Merge branch 'main' into array-comparator

KRRT7 · web-flow · commit 4b41d1480f13 · 2025-05-12T18:32:51.000-07:00
diff --git a/.github/workflows/end-to-end-test-init-optim.yaml b/.github/workflows/end-to-end-test-init-optim.yaml
@@ -20,7 +20,7 @@ jobs:
       COLUMNS: 110
       MAX_RETRIES: 3
       RETRY_DELAY: 5
-      EXPECTED_IMPROVEMENT_PCT: 300
+      EXPECTED_IMPROVEMENT_PCT: 30
       CODEFLASH_END_TO_END: 1
     steps:
       - name: 🛎️ Checkout
diff --git a/codeflash/api/aiservice.py b/codeflash/api/aiservice.py
@@ -1,5 +1,7 @@
 from __future__ import annotations
 
+import time
+
 import json
 import os
 import platform
@@ -95,6 +97,7 @@ def optimize_python_code(
         - List[OptimizationCandidate]: A list of Optimization Candidates.
 
         """
+        start_time = time.perf_counter()
         payload = {
             "source_code": source_code,
             "dependency_code": dependency_code,
@@ -118,6 +121,8 @@ def optimize_python_code(
             optimizations_json = response.json()["optimizations"]
             logger.info(f"Generated {len(optimizations_json)} candidates.")
             console.rule()
+            end_time = time.perf_counter()
+            logger.debug(f"Optimization took {end_time - start_time:.2f} seconds.")
             return [
                 OptimizedCandidate(
                     source_code=opt["source_code"],
diff --git a/codeflash/context/code_context_extractor.py b/codeflash/context/code_context_extractor.py
@@ -217,7 +217,9 @@ def extract_code_string_context_from_files(
             continue
         try:
             qualified_helper_function_names = {func.qualified_name for func in helper_function_sources}
-            code_without_unused_defs = remove_unused_definitions_by_function_names(original_code, qualified_helper_function_names)
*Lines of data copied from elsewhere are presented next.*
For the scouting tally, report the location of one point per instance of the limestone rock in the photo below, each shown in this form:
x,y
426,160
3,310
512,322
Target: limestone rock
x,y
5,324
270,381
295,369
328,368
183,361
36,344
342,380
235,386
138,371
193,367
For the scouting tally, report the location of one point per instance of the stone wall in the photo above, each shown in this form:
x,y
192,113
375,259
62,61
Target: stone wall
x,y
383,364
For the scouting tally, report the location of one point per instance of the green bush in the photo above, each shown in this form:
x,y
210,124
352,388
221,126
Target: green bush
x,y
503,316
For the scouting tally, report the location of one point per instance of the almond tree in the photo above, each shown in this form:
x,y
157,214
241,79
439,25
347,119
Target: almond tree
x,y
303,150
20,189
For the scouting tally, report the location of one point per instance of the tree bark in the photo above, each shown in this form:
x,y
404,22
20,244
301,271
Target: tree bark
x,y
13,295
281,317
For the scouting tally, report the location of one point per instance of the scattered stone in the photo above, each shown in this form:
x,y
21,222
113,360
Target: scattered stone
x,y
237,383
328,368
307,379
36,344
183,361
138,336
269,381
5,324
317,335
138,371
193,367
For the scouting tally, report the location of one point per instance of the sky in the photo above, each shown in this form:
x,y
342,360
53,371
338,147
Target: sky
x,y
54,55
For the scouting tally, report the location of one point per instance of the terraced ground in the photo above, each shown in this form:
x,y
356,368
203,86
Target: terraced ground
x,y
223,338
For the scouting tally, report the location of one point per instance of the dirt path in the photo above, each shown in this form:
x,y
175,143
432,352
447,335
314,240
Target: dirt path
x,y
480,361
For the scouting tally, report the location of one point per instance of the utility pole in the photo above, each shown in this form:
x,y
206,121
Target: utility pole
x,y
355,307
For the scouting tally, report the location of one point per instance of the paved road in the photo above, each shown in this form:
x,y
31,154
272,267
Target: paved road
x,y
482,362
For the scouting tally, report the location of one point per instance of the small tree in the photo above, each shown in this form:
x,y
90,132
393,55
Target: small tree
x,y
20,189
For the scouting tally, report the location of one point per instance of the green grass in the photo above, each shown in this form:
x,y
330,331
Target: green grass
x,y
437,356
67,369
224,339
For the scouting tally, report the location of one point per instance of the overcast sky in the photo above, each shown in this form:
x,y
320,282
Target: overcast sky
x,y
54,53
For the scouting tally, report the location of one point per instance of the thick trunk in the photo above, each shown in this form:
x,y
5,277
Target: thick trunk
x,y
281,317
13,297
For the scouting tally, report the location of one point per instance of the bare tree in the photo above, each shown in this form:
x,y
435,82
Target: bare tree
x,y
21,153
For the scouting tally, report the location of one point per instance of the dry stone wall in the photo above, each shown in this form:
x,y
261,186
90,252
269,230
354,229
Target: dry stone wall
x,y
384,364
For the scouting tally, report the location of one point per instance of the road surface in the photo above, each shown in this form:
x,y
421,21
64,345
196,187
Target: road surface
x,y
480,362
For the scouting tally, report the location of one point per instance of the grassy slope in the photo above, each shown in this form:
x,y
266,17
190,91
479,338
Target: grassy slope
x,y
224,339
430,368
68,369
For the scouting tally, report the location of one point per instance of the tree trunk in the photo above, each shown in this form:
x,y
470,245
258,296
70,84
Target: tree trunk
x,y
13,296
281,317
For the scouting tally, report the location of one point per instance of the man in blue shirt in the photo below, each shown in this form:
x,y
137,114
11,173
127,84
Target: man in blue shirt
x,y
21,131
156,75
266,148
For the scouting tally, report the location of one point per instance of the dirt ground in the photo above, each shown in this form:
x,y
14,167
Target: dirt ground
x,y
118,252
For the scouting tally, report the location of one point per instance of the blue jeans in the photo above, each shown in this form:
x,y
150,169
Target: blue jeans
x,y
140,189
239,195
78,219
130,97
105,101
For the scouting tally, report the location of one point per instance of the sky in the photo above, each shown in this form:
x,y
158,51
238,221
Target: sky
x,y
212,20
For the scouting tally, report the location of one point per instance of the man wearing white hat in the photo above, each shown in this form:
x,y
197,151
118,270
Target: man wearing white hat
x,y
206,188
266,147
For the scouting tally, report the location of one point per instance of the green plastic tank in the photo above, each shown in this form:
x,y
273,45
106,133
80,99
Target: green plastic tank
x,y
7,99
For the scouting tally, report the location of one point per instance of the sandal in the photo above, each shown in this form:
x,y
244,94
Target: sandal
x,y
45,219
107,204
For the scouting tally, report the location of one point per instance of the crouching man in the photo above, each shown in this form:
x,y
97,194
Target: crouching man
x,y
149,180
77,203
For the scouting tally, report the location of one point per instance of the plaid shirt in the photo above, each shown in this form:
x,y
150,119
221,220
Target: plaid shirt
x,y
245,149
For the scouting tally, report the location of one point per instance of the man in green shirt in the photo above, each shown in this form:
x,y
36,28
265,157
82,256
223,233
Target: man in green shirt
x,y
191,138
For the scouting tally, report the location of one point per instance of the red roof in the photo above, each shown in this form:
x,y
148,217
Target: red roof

+            code_without_unused_defs = remove_unused_definitions_by_function_names(
+                original_code, qualified_helper_function_names
+            )
             code_context = parse_code_and_prune_cst(
                 code_without_unused_defs, code_context_type, set(), qualified_helper_function_names, remove_docstrings
             )
@@ -325,7 +327,9 @@ def extract_code_markdown_context_from_files(
             continue
         try:
             qualified_helper_function_names = {func.qualified_name for func in helper_function_sources}
-            code_without_unused_defs = remove_unused_definitions_by_function_names(original_code, qualified_helper_function_names)
+            code_without_unused_defs = remove_unused_definitions_by_function_names(
+                original_code, qualified_helper_function_names
+            )
             code_context = parse_code_and_prune_cst(
                 code_without_unused_defs, code_context_type, set(), qualified_helper_function_names, remove_docstrings
             )
@@ -403,12 +407,8 @@ def get_function_sources_from_jedi(
             for name in names:
                 try:
                     definitions: list[Name] = name.goto(follow_imports=True, follow_builtin_imports=False)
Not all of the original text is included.